Mas o que é isto de Objetivos de Desenvolvimento Sustentável?

Os Objetivos de Desenvolvimento Sustentável (2016-2030) representam um conjunto de metas globais estabelecidas pelas Nações Unidas para abordar os desafios sociais, económicos e ambientais mais predominantes. Embora estes objetivos tenham recebido atenção em diversos setores, é crucial reconhecer a importância de educar e envolver os profissionais de saúde, especialmente os enfermeiros, nesta agenda global (Ordem dos Enfermeiros, 2017).

E qual é o papel da Enfermagem na conquista destas metas?
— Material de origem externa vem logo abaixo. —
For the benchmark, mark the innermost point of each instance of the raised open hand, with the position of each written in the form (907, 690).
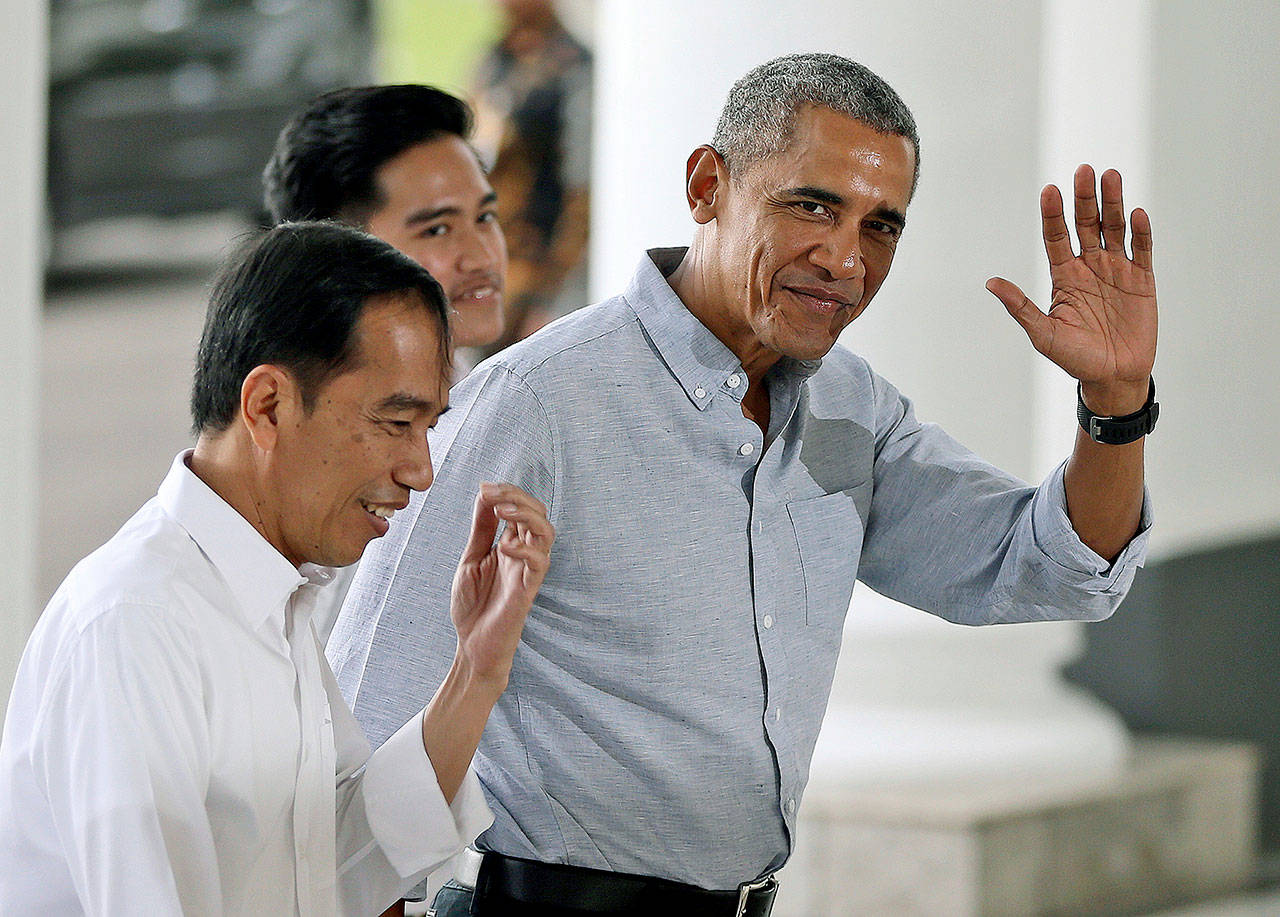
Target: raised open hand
(1101, 324)
(496, 583)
Os enfermeiros desempenham um papel vital na promoção da saúde e no fornecimento de cuidados em comunidades de todo o mundo. A sua interação próxima com os utentes, famílias e comunidades, oferece uma oportunidade única para abordar questões relacionadas aos ODS, como a Saúde de qualidade (ODS 3), Igualdade de género (ODS 5) e Reduzir as desigualdades (ODS 10). Ao entender os princípios e as metas dos ODS, os enfermeiros podem contribuir significativamente para a promoção de práticas de saúde mais sustentáveis e inclusivas (Ordem dos Enfermeiros, 2017).
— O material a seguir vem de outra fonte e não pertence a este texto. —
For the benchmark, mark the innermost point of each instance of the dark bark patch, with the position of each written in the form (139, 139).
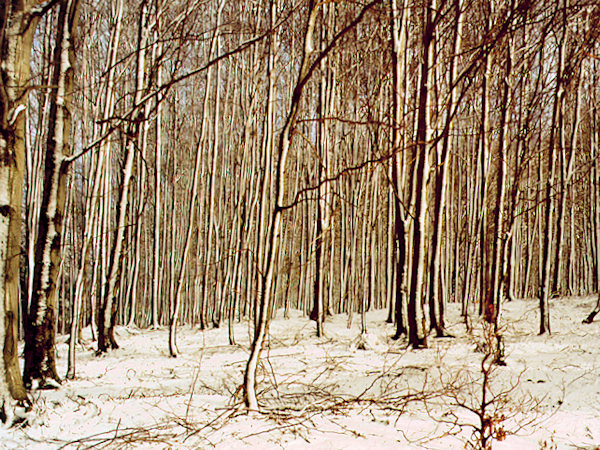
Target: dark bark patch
(6, 210)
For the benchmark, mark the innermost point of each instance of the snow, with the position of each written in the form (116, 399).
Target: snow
(341, 391)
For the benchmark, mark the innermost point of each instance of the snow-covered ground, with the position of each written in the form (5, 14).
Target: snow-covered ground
(337, 392)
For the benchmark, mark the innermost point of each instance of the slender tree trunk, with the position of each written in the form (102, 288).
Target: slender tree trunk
(40, 367)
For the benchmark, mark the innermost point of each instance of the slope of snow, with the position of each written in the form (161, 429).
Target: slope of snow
(341, 391)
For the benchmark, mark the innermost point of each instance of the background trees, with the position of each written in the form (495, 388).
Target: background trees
(224, 163)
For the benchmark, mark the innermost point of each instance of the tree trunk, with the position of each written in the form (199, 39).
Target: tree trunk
(40, 367)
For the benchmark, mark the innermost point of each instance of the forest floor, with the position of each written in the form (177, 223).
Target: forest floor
(337, 392)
Além disso, os enfermeiros são frequentemente defensores dos direitos dos utentes e da justiça social nas comunidades. Ao receberem educação e formação sobre os ODS, os profissionais podem ampliar a sua compreensão sobre as interconexões entre as questões de saúde, pobreza, educação, meio ambiente e outros aspetos do desenvolvimento sustentável. Isto permite-lhes promover o acesso equitativo aos serviços de saúde para todos, alinhando-se com vários objetivos, como a erradicação da pobreza (ODS 1) e o acesso à saúde de qualidade (ODS 3) (Ordem dos Enfermeiros, 2017).
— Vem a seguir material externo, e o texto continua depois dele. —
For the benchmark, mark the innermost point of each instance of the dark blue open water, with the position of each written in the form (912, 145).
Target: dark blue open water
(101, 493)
Costa (2023) refere que cada vez mais é necessário investir na formação de profissionais de enfermagem sobre os ODS, bem como a investigação, a prática e o desenvolvimento de políticas proativas para conseguir atingir as metas discriminadas nos ODS.

ODS 3: Saúde de Qualidade

O terceiro objetivo dos ODS visa garantir uma vida saudável e promover o bem-estar para todos, em todas as idades. Os enfermeiros desempenham um papel crucial na consecução deste objetivo, fornecendo cuidados de saúde acessíveis e de qualidade, promovendo a prevenção de doenças e educando as comunidades sobre práticas saudáveis. Além disso, eles são agentes de mudança na redução das desigualdades no acesso aos serviços de saúde, trabalhando para alcançar as populações marginalizadas e vulneráveis. Os enfermeiros trabalham para garantir que todos, independentemente da sua origem étnica, condição socioeconómica, género ou local de residência, tenham acesso igualitário a cuidados de saúde de qualidade. Isto é fundamental para reduzir disparidades de saúde e garantir que ninguém seja deixado para trás na busca por uma vida saudável e bem-estar para todos, a pensar nas gerações futuras (Ordem dos Enfermeiros, 2017).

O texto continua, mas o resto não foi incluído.